By Denise Roland
A group of cancer experts voted unanimously on Wednesday to
support U.S. regulatory approval for a first-of-its kind gene
therapy targeting an aggressive form of leukemia that occurs in
children and young adults.
The treatment, called CTL019 and developed by Swiss drug company
Novartis AG, works by modifying a patient's own immune cells to
make them more effective at hunting down and killing tumor cells.
It involves removing some of the patient's blood and genetically
modifying the T-cells, a type of immune cell, before
re-infusion.
A Food and Drug Administration advisory committee, which
comprises a group of cancer experts from across the U.S., voted 10
to 0 that the therapy had a favorable risk-benefit balance, meaning
that its positive effects outweigh its safety risks. The question
of risk-benefit balance is widely seen as a proxy for whether the
FDA should approve the treatment.
"This is a major advance and is ushering in a new era of
treating children with" severe leukemia, said committee member
Malcolm A. Smith, who is associate branch chief for pediatric
oncology at the National Cancer Institute.
The FDA isn't required to follow the advice of such advisory
panels, but it generally does so. Analysts expect the FDA to issue
a final decision by the end of September.
The therapy holds out the promise of a significant advance in
the treatment of children and young adults with a form of blood
cancer known as B-cell acute lymphoblastic leukemia. It is also the
first in a series of new treatments facing FDA review that use
genetically modified T-cells.
For Novartis, FDA approval would open a potentially big, new
revenue stream. Jefferies analysts estimate the therapy could bring
in $850 million in annual sales by 2021.
Novartis has said that in a clinical trial, 52 of 63
participants who received the treatment were cancer-free after
three months. The patients in the study had either failed to
respond to standard therapies, or relapsed.
Most children and young adults with this form of leukemia are
treated using existing methods such as chemotherapy, radiotherapy
and bone-marrow transplants.
But the roughly 1 in 7 patients who don't respond to standard
treatment, or suffer a relapse, have typically had only a 10% to
20% chance of survival, according to Rajesh Chopra, head of cancer
therapeutics at the Institute of Cancer Research in London. The
Novartis therapy raises that to about 80%. "That's big," he said.
Dr. Chopra isn't involved in the study.
Timothy P. Cripe, an advisory committee member and pediatric
oncologist, said the Novartis therapy was "the most exciting thing
I've seen in my lifetime and probably since" advances in the
treatment of childhood leukemia in the 1950s.

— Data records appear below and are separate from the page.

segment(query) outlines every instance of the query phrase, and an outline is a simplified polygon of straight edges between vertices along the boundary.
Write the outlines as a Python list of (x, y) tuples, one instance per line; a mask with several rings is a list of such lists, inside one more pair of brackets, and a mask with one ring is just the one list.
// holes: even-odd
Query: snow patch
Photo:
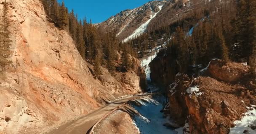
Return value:
[[(125, 39), (124, 39), (123, 41), (123, 42), (127, 42), (127, 41), (128, 41), (131, 39), (134, 39), (134, 38), (136, 38), (136, 37), (138, 36), (139, 36), (141, 34), (145, 32), (147, 30), (147, 26), (148, 26), (148, 24), (149, 23), (149, 22), (150, 22), (151, 20), (153, 18), (154, 18), (155, 17), (155, 16), (157, 15), (157, 13), (159, 13), (159, 12), (160, 12), (160, 11), (162, 10), (162, 8), (163, 8), (163, 5), (161, 5), (158, 6), (158, 8), (159, 8), (159, 11), (158, 12), (156, 13), (155, 13), (154, 14), (154, 15), (151, 15), (150, 18), (147, 21), (144, 23), (142, 24), (141, 26), (140, 26), (140, 27), (139, 27), (138, 28), (137, 28), (137, 29), (135, 30), (135, 31), (133, 31), (133, 32), (131, 35), (130, 35), (129, 36), (128, 36), (128, 37), (127, 37), (127, 38), (125, 38)], [(152, 11), (152, 10), (151, 10), (151, 11)], [(152, 14), (153, 14), (153, 13), (152, 13)]]
[(253, 109), (245, 113), (245, 116), (241, 121), (234, 122), (235, 126), (230, 129), (229, 134), (243, 134), (245, 130), (247, 131), (247, 134), (256, 134), (256, 129), (253, 130), (252, 129), (252, 127), (256, 126), (256, 106), (252, 105), (251, 108)]
[[(213, 60), (220, 60), (219, 59), (213, 59), (213, 60), (212, 60), (212, 61)], [(209, 62), (209, 64), (208, 64), (208, 65), (207, 66), (207, 67), (206, 67), (202, 69), (202, 70), (201, 70), (200, 71), (200, 72), (203, 72), (204, 71), (205, 71), (205, 70), (207, 70), (208, 69), (208, 68), (209, 67), (209, 66), (210, 66), (210, 64), (211, 64), (211, 61), (210, 62)]]
[(177, 134), (189, 134), (189, 124), (186, 123), (183, 127), (180, 127), (175, 130)]
[(177, 86), (178, 86), (179, 82), (179, 81), (177, 82), (173, 82), (171, 83), (171, 84), (170, 85), (169, 85), (169, 88), (171, 88), (171, 90), (169, 90), (169, 92), (171, 92), (171, 96), (172, 96), (174, 94), (174, 93), (176, 93), (176, 91), (175, 91), (175, 88), (176, 88)]
[(155, 52), (155, 54), (147, 59), (143, 59), (141, 61), (141, 66), (144, 68), (145, 70), (145, 73), (146, 74), (146, 80), (147, 81), (151, 81), (150, 79), (150, 67), (149, 67), (149, 63), (157, 57), (157, 53)]
[(143, 102), (141, 106), (133, 106), (136, 112), (140, 113), (133, 117), (133, 122), (140, 134), (176, 134), (175, 131), (163, 125), (169, 122), (160, 112), (163, 108), (161, 102), (165, 101), (165, 98), (163, 97), (152, 99), (147, 97), (143, 99), (144, 102), (139, 101), (140, 103)]
[(199, 88), (197, 86), (189, 87), (187, 89), (187, 93), (189, 94), (190, 97), (193, 94), (197, 96), (200, 96), (202, 94), (202, 93), (200, 92)]

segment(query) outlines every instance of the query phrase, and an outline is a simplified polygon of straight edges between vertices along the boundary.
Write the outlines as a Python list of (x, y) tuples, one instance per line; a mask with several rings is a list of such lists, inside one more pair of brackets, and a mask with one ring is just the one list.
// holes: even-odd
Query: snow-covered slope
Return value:
[[(159, 11), (155, 13), (153, 13), (152, 10), (151, 8), (152, 14), (150, 15), (150, 18), (147, 20), (147, 21), (145, 23), (140, 26), (139, 28), (137, 28), (131, 35), (123, 40), (123, 42), (127, 42), (128, 40), (134, 39), (136, 36), (140, 35), (141, 34), (144, 33), (146, 31), (147, 26), (149, 22), (150, 22), (150, 21), (151, 21), (151, 20), (157, 15), (157, 13), (160, 12), (163, 6), (163, 5), (159, 5), (158, 8), (159, 9)], [(152, 14), (153, 14), (153, 15), (152, 15)]]
[(166, 3), (159, 0), (150, 1), (137, 8), (123, 10), (96, 26), (116, 32), (117, 37), (121, 40), (131, 34), (135, 37), (146, 31), (149, 22)]

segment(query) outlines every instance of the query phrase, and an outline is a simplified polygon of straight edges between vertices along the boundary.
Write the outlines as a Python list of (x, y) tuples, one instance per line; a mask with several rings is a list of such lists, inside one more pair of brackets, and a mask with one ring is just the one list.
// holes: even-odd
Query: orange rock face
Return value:
[(0, 78), (0, 133), (42, 132), (141, 92), (139, 63), (135, 71), (115, 75), (103, 69), (109, 79), (95, 79), (93, 67), (69, 34), (48, 21), (40, 0), (7, 1), (13, 52), (6, 78)]
[(233, 122), (240, 119), (246, 107), (256, 99), (256, 92), (238, 80), (247, 72), (246, 67), (221, 63), (211, 62), (207, 70), (216, 79), (208, 76), (192, 79), (181, 74), (169, 87), (170, 108), (165, 113), (181, 126), (187, 120), (190, 134), (228, 134)]
[(221, 60), (211, 61), (208, 71), (216, 79), (227, 82), (235, 82), (248, 72), (248, 68), (242, 64), (228, 62), (224, 64)]

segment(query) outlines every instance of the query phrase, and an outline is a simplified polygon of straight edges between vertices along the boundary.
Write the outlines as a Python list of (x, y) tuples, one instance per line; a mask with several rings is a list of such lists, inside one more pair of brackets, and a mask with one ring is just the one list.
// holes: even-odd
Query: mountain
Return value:
[(83, 60), (70, 34), (49, 21), (40, 0), (7, 3), (13, 54), (0, 77), (0, 133), (41, 133), (142, 92), (143, 72), (136, 59), (135, 71), (110, 73), (101, 67), (96, 79), (93, 65)]
[(165, 3), (165, 1), (152, 1), (140, 7), (122, 11), (98, 26), (115, 31), (117, 36), (122, 40), (125, 39), (126, 41), (144, 33), (148, 24)]

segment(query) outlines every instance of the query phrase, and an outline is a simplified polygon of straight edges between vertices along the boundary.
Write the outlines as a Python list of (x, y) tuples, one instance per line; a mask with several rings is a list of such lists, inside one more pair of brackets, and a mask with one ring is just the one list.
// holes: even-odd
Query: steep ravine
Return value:
[(178, 73), (170, 56), (157, 56), (150, 64), (151, 80), (164, 87), (168, 95), (165, 114), (174, 124), (184, 126), (176, 130), (181, 134), (256, 133), (256, 91), (250, 82), (250, 67), (225, 64), (216, 59), (192, 78)]
[(7, 1), (13, 54), (6, 78), (0, 78), (0, 133), (41, 133), (142, 91), (139, 63), (127, 72), (102, 68), (100, 80), (95, 79), (93, 66), (69, 34), (48, 21), (40, 0)]

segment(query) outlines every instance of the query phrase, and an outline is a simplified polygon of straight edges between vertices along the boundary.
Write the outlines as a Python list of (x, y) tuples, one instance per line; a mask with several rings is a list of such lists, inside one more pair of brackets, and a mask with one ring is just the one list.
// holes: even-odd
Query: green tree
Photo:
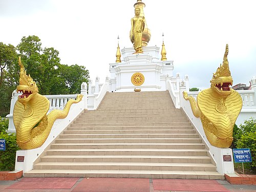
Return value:
[(2, 118), (0, 116), (0, 133), (4, 133), (7, 131), (8, 129), (8, 119)]
[(199, 89), (197, 88), (193, 88), (189, 89), (189, 91), (199, 91)]
[(53, 87), (58, 86), (56, 82), (61, 81), (58, 79), (57, 69), (60, 65), (58, 51), (53, 48), (42, 48), (40, 39), (36, 36), (23, 37), (17, 49), (27, 74), (36, 82), (40, 94), (62, 94), (51, 91)]
[(10, 71), (14, 71), (17, 56), (13, 46), (0, 42), (0, 116), (3, 117), (9, 112), (12, 93), (16, 86), (17, 73), (10, 75)]
[(234, 132), (234, 146), (238, 148), (250, 148), (252, 162), (246, 163), (254, 173), (256, 172), (256, 119), (252, 118), (245, 121), (240, 129)]
[(84, 66), (72, 65), (61, 65), (60, 66), (60, 75), (64, 79), (65, 84), (69, 88), (67, 94), (75, 94), (80, 93), (81, 84), (88, 82), (89, 72)]

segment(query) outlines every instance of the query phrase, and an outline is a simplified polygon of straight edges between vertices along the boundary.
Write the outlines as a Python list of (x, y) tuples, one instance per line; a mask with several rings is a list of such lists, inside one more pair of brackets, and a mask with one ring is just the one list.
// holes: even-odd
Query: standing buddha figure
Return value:
[(140, 8), (135, 8), (135, 16), (132, 18), (130, 38), (134, 39), (135, 53), (142, 53), (142, 32), (145, 28), (145, 17), (140, 16)]
[(130, 38), (136, 53), (143, 53), (142, 47), (147, 45), (151, 34), (147, 28), (144, 16), (143, 8), (145, 4), (141, 0), (137, 0), (134, 4), (135, 16), (131, 19), (131, 29)]

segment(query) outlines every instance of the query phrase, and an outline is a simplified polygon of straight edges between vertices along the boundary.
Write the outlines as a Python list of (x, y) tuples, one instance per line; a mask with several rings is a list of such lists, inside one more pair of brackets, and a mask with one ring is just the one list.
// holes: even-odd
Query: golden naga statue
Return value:
[(210, 143), (217, 147), (229, 147), (233, 141), (233, 127), (243, 105), (240, 95), (231, 89), (233, 79), (228, 67), (228, 45), (223, 62), (214, 73), (210, 88), (199, 93), (197, 103), (192, 96), (183, 92), (189, 101), (194, 115), (200, 117)]
[(142, 32), (145, 28), (145, 17), (140, 16), (140, 9), (135, 8), (135, 16), (131, 19), (130, 39), (134, 42), (134, 53), (143, 53)]
[(68, 115), (73, 103), (81, 101), (82, 95), (77, 99), (71, 99), (63, 111), (54, 110), (48, 115), (49, 101), (38, 94), (38, 88), (30, 75), (27, 75), (24, 66), (19, 58), (20, 67), (19, 84), (17, 92), (22, 93), (18, 97), (13, 110), (13, 122), (16, 129), (17, 143), (23, 150), (41, 146), (51, 132), (56, 119), (63, 119)]

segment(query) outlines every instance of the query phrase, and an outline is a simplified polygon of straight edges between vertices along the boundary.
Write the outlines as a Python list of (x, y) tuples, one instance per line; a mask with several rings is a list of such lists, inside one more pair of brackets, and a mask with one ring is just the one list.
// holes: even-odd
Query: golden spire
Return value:
[(165, 50), (165, 47), (164, 47), (164, 44), (163, 43), (163, 33), (162, 36), (163, 36), (163, 45), (162, 45), (162, 51), (161, 51), (161, 55), (162, 55), (161, 60), (166, 60), (166, 51)]
[[(151, 33), (150, 29), (147, 28), (146, 22), (145, 19), (145, 15), (144, 14), (143, 8), (145, 7), (145, 5), (141, 1), (141, 0), (137, 0), (137, 3), (134, 4), (134, 7), (135, 9), (137, 8), (140, 9), (140, 14), (139, 16), (141, 18), (144, 18), (144, 30), (142, 32), (142, 47), (146, 47), (147, 46), (147, 44), (151, 38)], [(134, 44), (134, 36), (132, 34), (132, 30), (133, 29), (132, 27), (131, 31), (130, 31), (130, 38), (132, 43), (133, 44)]]
[(118, 45), (117, 45), (117, 50), (116, 51), (116, 62), (121, 62), (121, 52), (120, 52), (120, 48), (119, 48), (119, 35), (117, 37), (118, 39)]

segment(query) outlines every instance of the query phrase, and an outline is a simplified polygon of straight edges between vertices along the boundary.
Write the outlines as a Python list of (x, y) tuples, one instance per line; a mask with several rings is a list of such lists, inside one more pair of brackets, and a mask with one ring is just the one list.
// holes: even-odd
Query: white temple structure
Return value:
[[(138, 2), (141, 1), (139, 0)], [(144, 14), (143, 12), (141, 13)], [(31, 170), (37, 157), (43, 154), (55, 138), (83, 110), (97, 110), (106, 93), (168, 91), (175, 108), (183, 109), (197, 132), (199, 133), (201, 138), (206, 143), (206, 148), (209, 149), (209, 156), (214, 159), (217, 164), (217, 172), (222, 175), (225, 173), (234, 173), (232, 161), (225, 162), (223, 158), (223, 155), (231, 155), (232, 157), (231, 150), (219, 148), (210, 145), (206, 138), (200, 119), (194, 116), (189, 102), (183, 99), (182, 92), (184, 91), (186, 91), (188, 95), (194, 97), (196, 97), (198, 92), (189, 91), (188, 75), (186, 75), (184, 77), (181, 78), (179, 73), (173, 74), (174, 61), (168, 60), (165, 57), (166, 52), (163, 42), (161, 52), (160, 48), (156, 46), (143, 47), (143, 53), (134, 53), (133, 48), (124, 48), (121, 50), (121, 54), (117, 56), (118, 62), (110, 63), (110, 77), (106, 78), (104, 83), (99, 83), (99, 78), (97, 77), (93, 85), (92, 80), (90, 80), (88, 87), (86, 83), (82, 84), (81, 93), (84, 95), (82, 101), (72, 105), (70, 112), (66, 119), (58, 119), (55, 122), (49, 138), (41, 147), (17, 152), (17, 155), (25, 156), (27, 158), (24, 163), (17, 162), (15, 169), (23, 169), (24, 173)], [(117, 55), (119, 55), (117, 53)], [(238, 91), (243, 102), (241, 113), (237, 121), (238, 125), (242, 123), (245, 119), (251, 117), (256, 117), (256, 78), (253, 77), (250, 82), (251, 90)], [(67, 95), (45, 96), (51, 101), (50, 110), (51, 110), (54, 109), (63, 109), (67, 100), (75, 98), (76, 96)], [(10, 114), (7, 116), (10, 120), (8, 131), (10, 132), (15, 131), (12, 120), (12, 113), (17, 96), (18, 94), (14, 91)]]

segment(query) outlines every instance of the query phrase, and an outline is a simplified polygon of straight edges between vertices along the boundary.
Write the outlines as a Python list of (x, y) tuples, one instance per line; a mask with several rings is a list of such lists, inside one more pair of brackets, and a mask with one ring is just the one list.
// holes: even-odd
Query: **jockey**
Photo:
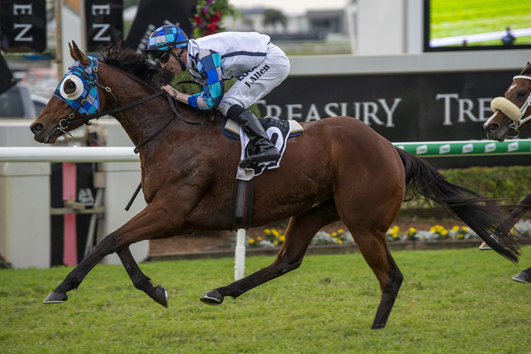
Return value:
[[(202, 85), (201, 93), (193, 95), (162, 86), (173, 99), (199, 109), (217, 109), (243, 128), (258, 152), (241, 161), (241, 167), (280, 157), (262, 125), (247, 109), (284, 81), (290, 71), (287, 57), (269, 36), (224, 32), (188, 40), (178, 27), (164, 25), (151, 34), (144, 52), (175, 74), (188, 68)], [(233, 77), (238, 80), (224, 93), (223, 81)]]

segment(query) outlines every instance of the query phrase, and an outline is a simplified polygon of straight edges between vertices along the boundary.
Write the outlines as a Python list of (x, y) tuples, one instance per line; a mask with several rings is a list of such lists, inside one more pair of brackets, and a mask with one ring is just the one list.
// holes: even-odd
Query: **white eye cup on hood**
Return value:
[[(76, 90), (72, 93), (67, 93), (64, 92), (64, 84), (68, 81), (71, 81), (76, 85)], [(74, 101), (78, 98), (83, 93), (83, 81), (81, 78), (77, 75), (67, 75), (63, 81), (61, 83), (61, 87), (59, 88), (59, 92), (61, 96), (67, 100)]]

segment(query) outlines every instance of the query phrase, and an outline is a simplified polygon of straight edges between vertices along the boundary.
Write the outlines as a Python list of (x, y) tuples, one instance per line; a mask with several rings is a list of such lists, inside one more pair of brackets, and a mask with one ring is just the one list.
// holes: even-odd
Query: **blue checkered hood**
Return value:
[(169, 50), (170, 47), (180, 48), (188, 45), (188, 38), (183, 30), (164, 25), (153, 31), (147, 40), (146, 50)]
[[(74, 62), (69, 68), (70, 70), (64, 74), (64, 76), (54, 92), (55, 97), (66, 102), (75, 111), (81, 114), (94, 113), (98, 112), (100, 108), (98, 86), (96, 85), (96, 83), (98, 82), (98, 59), (93, 57), (88, 57), (88, 59), (91, 59), (91, 64), (87, 66), (81, 65), (79, 62)], [(73, 76), (81, 79), (81, 82), (83, 84), (83, 93), (76, 98), (68, 99), (67, 96), (64, 95), (64, 90), (62, 90), (62, 88), (67, 78), (72, 79)], [(79, 82), (78, 79), (75, 81)], [(81, 91), (81, 88), (79, 88), (79, 91)]]

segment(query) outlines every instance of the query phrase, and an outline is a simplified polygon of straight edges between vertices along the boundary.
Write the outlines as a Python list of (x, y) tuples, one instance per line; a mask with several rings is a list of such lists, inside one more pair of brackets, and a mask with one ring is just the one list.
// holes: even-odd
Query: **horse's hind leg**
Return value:
[[(352, 232), (353, 229), (350, 229)], [(357, 234), (354, 239), (379, 282), (382, 298), (371, 328), (382, 329), (393, 308), (404, 276), (387, 249), (384, 232)]]
[(127, 270), (135, 287), (143, 291), (149, 295), (149, 297), (164, 307), (168, 307), (168, 293), (166, 291), (166, 287), (160, 285), (155, 287), (152, 285), (151, 280), (142, 273), (138, 264), (135, 261), (132, 254), (131, 254), (131, 251), (129, 249), (129, 246), (122, 247), (117, 250), (116, 254), (118, 255), (120, 260), (122, 261), (122, 264), (123, 264), (125, 270)]
[(339, 219), (332, 200), (314, 207), (290, 220), (285, 239), (272, 264), (227, 286), (204, 294), (203, 302), (217, 305), (225, 296), (236, 298), (244, 292), (286, 273), (297, 269), (302, 263), (312, 239), (321, 227)]

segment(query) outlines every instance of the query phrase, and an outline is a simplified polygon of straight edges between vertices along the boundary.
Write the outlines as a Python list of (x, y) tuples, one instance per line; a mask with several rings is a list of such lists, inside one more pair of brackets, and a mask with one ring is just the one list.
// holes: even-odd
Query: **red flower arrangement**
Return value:
[(228, 0), (198, 0), (195, 15), (190, 19), (195, 38), (224, 30), (222, 25), (224, 16), (235, 15), (236, 8)]

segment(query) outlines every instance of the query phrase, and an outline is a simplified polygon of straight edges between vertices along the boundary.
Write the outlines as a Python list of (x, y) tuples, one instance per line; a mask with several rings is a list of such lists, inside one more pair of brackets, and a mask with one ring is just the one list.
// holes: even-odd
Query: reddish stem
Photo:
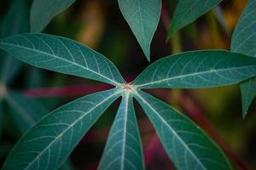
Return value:
[(184, 112), (207, 132), (213, 140), (223, 148), (228, 157), (241, 169), (246, 170), (245, 163), (218, 134), (214, 127), (203, 114), (202, 109), (200, 107), (201, 105), (189, 90), (183, 90), (180, 102), (183, 104)]

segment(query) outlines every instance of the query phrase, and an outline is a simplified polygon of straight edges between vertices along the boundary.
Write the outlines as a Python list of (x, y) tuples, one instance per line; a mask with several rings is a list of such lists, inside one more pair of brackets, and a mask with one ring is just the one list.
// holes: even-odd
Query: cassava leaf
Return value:
[(169, 39), (177, 31), (195, 21), (220, 2), (221, 0), (179, 0), (172, 16), (167, 38)]
[(161, 9), (160, 0), (119, 0), (119, 8), (148, 60), (150, 43), (157, 28)]
[(0, 37), (29, 31), (29, 8), (26, 0), (15, 0), (1, 25)]
[[(256, 57), (256, 0), (249, 0), (235, 28), (231, 51)], [(256, 95), (256, 78), (241, 83), (242, 101), (242, 116), (245, 117), (247, 110)]]
[[(1, 54), (0, 54), (0, 57)], [(3, 84), (9, 84), (16, 76), (22, 66), (22, 63), (14, 57), (9, 56), (7, 54), (3, 54), (4, 61), (0, 74), (0, 82)]]
[(201, 88), (233, 84), (256, 76), (256, 59), (227, 51), (194, 51), (149, 65), (132, 83), (137, 88)]
[[(29, 8), (26, 1), (14, 1), (1, 25), (0, 37), (27, 32), (29, 31), (28, 11)], [(21, 62), (9, 56), (6, 53), (1, 53), (0, 57), (4, 58), (4, 62), (0, 67), (0, 82), (8, 84), (21, 67)]]
[(34, 0), (30, 14), (31, 31), (42, 31), (55, 15), (74, 2), (75, 0)]
[(119, 86), (124, 80), (102, 54), (71, 39), (46, 34), (22, 34), (0, 40), (0, 48), (39, 68)]
[(22, 94), (9, 92), (5, 99), (9, 104), (11, 116), (22, 133), (47, 113), (39, 102), (34, 99), (28, 99)]
[(3, 170), (57, 169), (119, 94), (117, 88), (99, 92), (49, 113), (19, 140)]
[(141, 90), (135, 98), (177, 169), (231, 169), (219, 148), (185, 116)]
[(240, 84), (242, 104), (242, 117), (245, 118), (247, 110), (256, 96), (256, 78), (250, 78)]
[(125, 93), (99, 166), (107, 169), (143, 169), (143, 157), (132, 98)]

CTL019 is the first of a hotly anticipated class of treatments
known as CAR-T therapies, all of which use genetically modified
T-cells, to be reviewed by the FDA. Close behind is California
biotech Kite Pharma Inc., which filed its own CAR-T for non-Hodgkin
lymphoma with the FDA just days after Novartis.
Despite their promise, CAR-T therapies have also raised safety
concerns.
Seattle-based Juno Therapeutics Inc. dropped its most advanced
CAR-T candidate earlier this year after several patient deaths
during a clinical trial due to swelling in the brain.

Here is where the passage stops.